Was made by adding this to setup():

       $this->data['widgets']['before_content'][] = [ 'type' => 'div', 'class' => 'row', 'content' => [
            [
                'type'        => 'progress_white',
                'class'       => 'card mb-2',
                'value'       => '11.456',
                'description' => 'Registered users.',
                'progress'    => 57, // integer
                'progressClass' => 'progress-bar bg-primary',
                'hint'        => '8544 more until next milestone.',
            ],
            [
                'type'        => 'progress_white',
                'class'       => 'card mb-2',
                'value'       => '89.9%',
                'description' => 'Of quota achieved.',
                'progress'    => 89, // integer
                'progressClass' => 'progress-bar bg-warning',
                'hint'        => 'Sold 671 products this month.',
            ],
            [
                'type'        => 'progress_white',
                'class'       => 'card mb-2',
                'value'       => '$237',
                'description' => 'Average sale price.',
                'progress'    => 75, // integer
                'progressClass' => 'progress-bar bg-success',
                'hint'        => 'Out of 671 sales.',
            ],
            [
                'type'        => 'progress_white',
                'class'       => 'card mb-2',
                'value'       => '8.7%',
                'description' => 'Churn.',
                'progress'    => 9, // integer
                'progressClass' => 'progress-bar bg-danger',
                'hint'        => '1000 users stopped paying so far.',
            ],
        ]];

        $this->data['widgets']['after_content'][] = [ 'type' => 'div', 'class' => 'row', 'content' => [
            [
                'type'        => 'progress',
                'class'       => 'card text-white bg-primary mb-2',
                'value'       => '11.456',
                'description' => 'Registered users.',
                'progress'    => 57, // integer
                'hint'        => '8544 more until next milestone.',
            ],
            [
                'type'        => 'progress',
                'class'       => 'card text-white bg-warning mb-2',
                'value'       => '89.9%',
                'description' => 'Of quota achieved.',
                'progress'    => 89, // integer
                'hint'        => 'Sold 671 products this month.',
            ],
            [
                'type'        => 'progress',
                'class'       => 'card text-white bg-success mb-2',
                'value'       => '$237',
                'description' => 'Average sale price.',
                'progress'    => 75, // integer
                'hint'        => 'Out of 671 sales.',
            ],
            [
                'type'        => 'progress',
                'class'       => 'card text-white bg-danger mb-2',
                'value'       => '8.7%',
                'description' => 'Churn.',
                'progress'    => 9, // integer
                'hint'        => '1000 users stopped paying so far.',
            ],
        ]];

Of course, this will add these widgets on ALL crud operation views. Which is rarely the case. Ideally, you'd add the widgets within the action you want (ex: create(), not in setup.

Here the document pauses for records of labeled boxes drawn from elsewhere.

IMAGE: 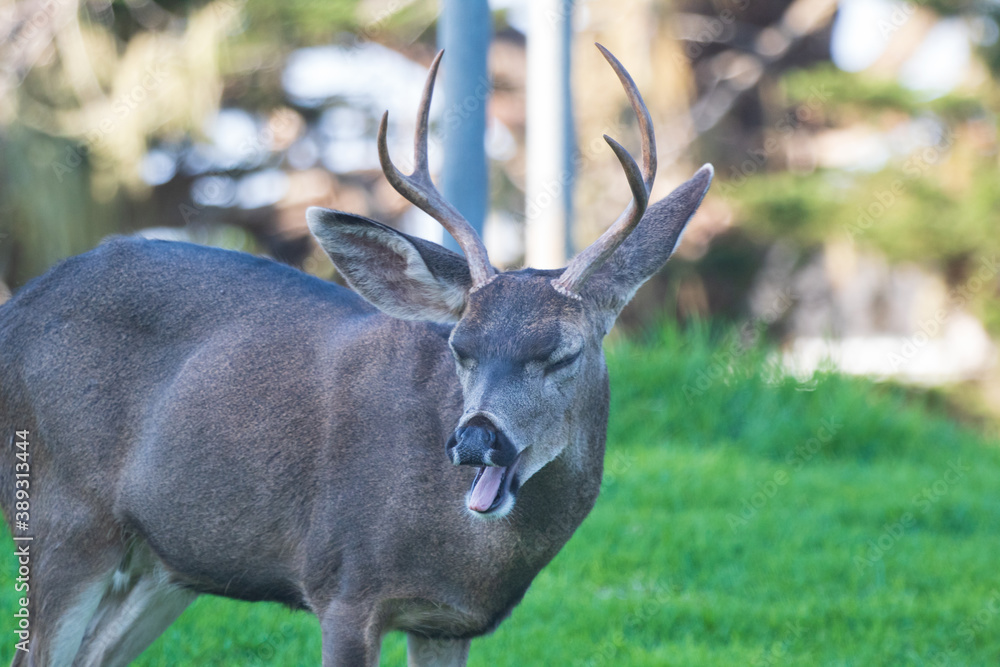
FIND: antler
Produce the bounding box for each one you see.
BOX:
[378,50,496,288]
[552,44,656,294]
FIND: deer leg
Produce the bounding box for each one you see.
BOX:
[406,634,469,667]
[77,546,197,667]
[19,541,122,667]
[320,601,382,667]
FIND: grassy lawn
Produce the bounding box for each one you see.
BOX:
[0,327,1000,666]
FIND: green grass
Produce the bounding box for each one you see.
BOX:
[0,320,1000,666]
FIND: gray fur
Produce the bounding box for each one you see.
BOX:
[0,164,707,667]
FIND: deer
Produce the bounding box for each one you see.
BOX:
[0,45,714,667]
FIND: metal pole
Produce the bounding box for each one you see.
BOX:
[438,0,493,251]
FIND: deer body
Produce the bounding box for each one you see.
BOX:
[0,45,711,667]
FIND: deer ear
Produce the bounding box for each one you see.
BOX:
[306,206,472,322]
[580,164,715,329]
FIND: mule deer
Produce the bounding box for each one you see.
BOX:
[0,47,712,666]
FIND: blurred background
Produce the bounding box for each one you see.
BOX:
[0,0,1000,415]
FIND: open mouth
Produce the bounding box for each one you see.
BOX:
[469,454,521,514]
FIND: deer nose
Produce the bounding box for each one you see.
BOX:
[446,415,517,466]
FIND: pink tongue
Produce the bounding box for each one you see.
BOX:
[469,466,507,512]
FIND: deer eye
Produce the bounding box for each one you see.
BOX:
[451,345,476,368]
[545,350,583,375]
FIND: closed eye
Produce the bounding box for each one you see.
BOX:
[545,350,583,375]
[451,345,474,368]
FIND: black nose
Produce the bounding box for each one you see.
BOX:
[446,415,517,466]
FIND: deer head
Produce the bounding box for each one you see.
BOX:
[306,45,713,518]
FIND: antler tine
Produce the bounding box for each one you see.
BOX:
[552,44,656,295]
[378,50,496,287]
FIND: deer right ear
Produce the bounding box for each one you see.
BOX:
[306,206,472,323]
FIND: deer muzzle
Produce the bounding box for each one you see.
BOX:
[447,415,517,467]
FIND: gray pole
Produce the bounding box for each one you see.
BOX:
[524,0,575,269]
[438,0,493,251]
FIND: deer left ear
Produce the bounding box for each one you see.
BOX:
[306,206,472,323]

The difference between the initial idea and the actual implementation is that there are only two sections: before_content and after_content. We could decide to add more sections in the future - it'll be easy. There are no sub-sections because it doesn't make sense with widgets - you can achieve a much more customizable grid by specifying the wrapper class (to get 2, 3, x cards in one row, or whatever).

Closing this, as we can consider it complete.